Stéphane Argentin | 2 mai 2005
Stéphane Argentin | 2 mai 2005

Après des débuts remarqués dans les comédies potaches et graveleuses avec American pie (plus de 100 millions de dollars aux États-Unis et 2,6 millions d'entrées France) suivi de Les pieds sur Terre avec Chris Rock (au succès nettement plus mitigé), Paul Weitz, assisté de son frère Chris aux postes de scénariste et producteur (et parfois co-réalisateur), avait entamé un virage à 180 degrés pour dresser un portrait beaucoup plus adulte et amère intitulé Pour un garçon. Avec En bonne compagnie, les frères Weitz élèvent encore leur niveau de maturité pour nous livrer une étude sociale d'une rare intelligence.

Le postulat de départ semblait pourtant stéréotypé au possible : d'un côté le vieux schnock, cadre cinquantenaire de la classe moyenne à la vie tant privée que professionnelle parfaitement réglée, et de l'autre le jeune loup aux dents longues, acharné de boulot, aux méthodes arrivistes et prêt à tout pour faire du fric. Mais de ces deux clichés diamétralement opposés, Paul Weitz (scénariste et réalisateur solo du film) a su extraire une comédie douce-amère d'une rare justesse en bousculant et renversant une par une toutes ces valeurs si chères à l'univers des deux personnages.

Sur le plan familial, le quinquagénaire va ainsi, à sa plus grande surprise, se retrouver père pour la troisième fois, sa fille aînée veut prendre le large (la toujours aussi irréprochable Scarlett Johansson) tandis que sur le plan professionnel, il se retrouve affublé d'un nouveau boss qui entend bien faire le ménage (au sens propre comme figuré) au sein du département dont il vient de prendre la tête. Mais ce petit golden boy qui roule en Porsche va lui aussi rapidement se rendre compte que des décisions aussi radicales sont non seulement loin de faire l'unanimité mais également de porter leurs fruits tandis que son côté « job-addict » (accroc au boulot) l'empêche de voir la détresse dans laquelle se morfond sa jeune et charmante épouse (Selma Blair dans un rôle hélas bien trop bref), lasse de devoir l'attendre pour espérer enfin pouvoir fonder une famille.

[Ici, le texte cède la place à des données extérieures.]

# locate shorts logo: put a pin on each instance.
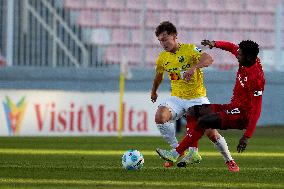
(181, 59)
(233, 111)
(257, 93)
(14, 114)
(197, 49)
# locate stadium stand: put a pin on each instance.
(104, 25)
(213, 19)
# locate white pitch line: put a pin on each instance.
(119, 152)
(111, 183)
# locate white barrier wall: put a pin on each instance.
(58, 113)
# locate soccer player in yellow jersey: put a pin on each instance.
(183, 63)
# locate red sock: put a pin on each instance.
(191, 124)
(192, 136)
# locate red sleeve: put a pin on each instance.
(255, 114)
(228, 46)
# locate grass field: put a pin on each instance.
(95, 162)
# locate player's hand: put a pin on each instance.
(242, 144)
(206, 42)
(188, 74)
(154, 96)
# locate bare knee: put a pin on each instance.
(163, 115)
(212, 134)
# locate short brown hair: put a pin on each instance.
(166, 26)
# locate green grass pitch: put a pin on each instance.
(95, 162)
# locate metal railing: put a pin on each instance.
(41, 36)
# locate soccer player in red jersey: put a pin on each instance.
(242, 112)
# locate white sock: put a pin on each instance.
(168, 131)
(193, 149)
(175, 153)
(222, 146)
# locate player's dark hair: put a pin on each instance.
(166, 26)
(249, 48)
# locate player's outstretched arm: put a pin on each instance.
(205, 61)
(156, 83)
(206, 42)
(224, 45)
(243, 142)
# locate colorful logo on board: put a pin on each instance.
(14, 114)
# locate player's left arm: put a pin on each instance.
(254, 116)
(204, 61)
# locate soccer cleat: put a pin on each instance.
(192, 157)
(232, 166)
(166, 155)
(168, 164)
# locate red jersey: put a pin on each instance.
(248, 88)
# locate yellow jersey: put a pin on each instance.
(175, 64)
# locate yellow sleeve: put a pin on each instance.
(159, 65)
(195, 53)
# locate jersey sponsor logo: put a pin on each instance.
(174, 76)
(233, 111)
(197, 49)
(181, 59)
(242, 80)
(257, 93)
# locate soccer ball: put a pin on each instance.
(132, 160)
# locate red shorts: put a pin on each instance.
(233, 117)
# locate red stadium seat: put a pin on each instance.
(216, 5)
(101, 36)
(266, 21)
(115, 4)
(256, 5)
(156, 4)
(129, 18)
(271, 5)
(120, 36)
(152, 19)
(136, 37)
(176, 5)
(95, 4)
(247, 21)
(199, 5)
(134, 4)
(168, 16)
(207, 20)
(133, 55)
(87, 18)
(227, 20)
(188, 20)
(233, 5)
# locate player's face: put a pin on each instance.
(242, 59)
(168, 41)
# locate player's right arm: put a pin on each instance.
(156, 83)
(157, 79)
(224, 45)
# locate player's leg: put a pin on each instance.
(163, 119)
(217, 120)
(168, 111)
(193, 134)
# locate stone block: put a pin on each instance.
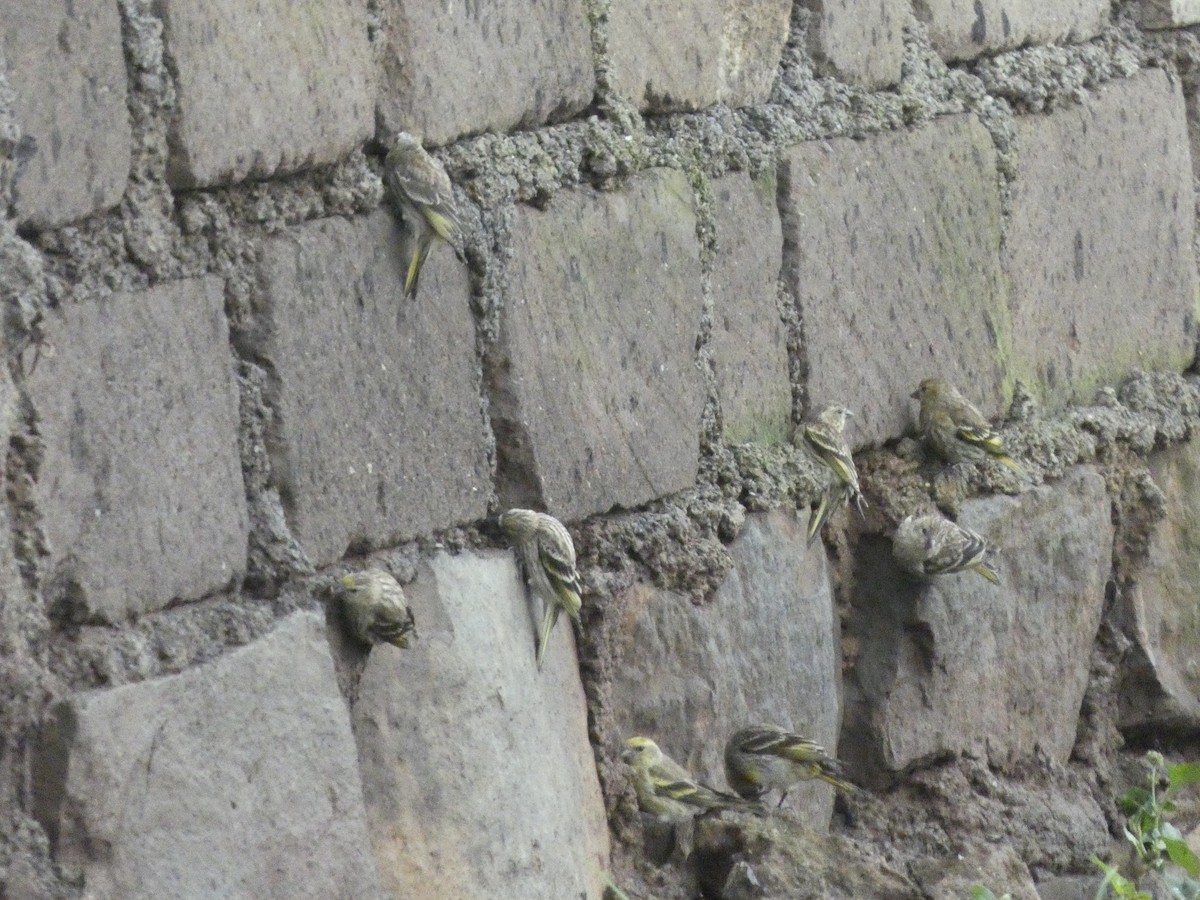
(477, 768)
(858, 41)
(1167, 13)
(66, 69)
(959, 665)
(465, 69)
(381, 433)
(237, 778)
(141, 487)
(597, 395)
(763, 651)
(1099, 240)
(749, 342)
(892, 251)
(964, 29)
(265, 88)
(1161, 688)
(724, 52)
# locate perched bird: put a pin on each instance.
(765, 757)
(665, 789)
(421, 189)
(547, 556)
(933, 545)
(955, 430)
(376, 609)
(822, 438)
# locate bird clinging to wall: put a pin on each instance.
(547, 556)
(421, 189)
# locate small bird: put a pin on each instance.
(376, 609)
(822, 438)
(766, 757)
(955, 430)
(933, 545)
(547, 556)
(665, 789)
(421, 189)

Mais pour autant, le but d'En bonne compagnie n'est pas, in fine, de donner foncièrement tort ou raison au dinosaure ou au jeune loup, mais de démontrer à quel point leurs habitudes et leurs convictions, tant personnelles que professionnelles, sont non seulement loin d'être inébranlables mais sont de plus, étroitement liées, et que les décisions prisent dans l'un de ces deux domaines ne sont pas sans conséquences dans l'autre. Y'a-t-il un compromis à trouver entre les deux ? Est-il possible de conjuguer réussite sociale et professionnelle dans un monde en perpétuel mouvement où, du jour au lendemain, des rachats, fusions, embauches et dégraissages peuvent survenir sans que l'on s'y attende dans les plus hautes sphères des multinationales ?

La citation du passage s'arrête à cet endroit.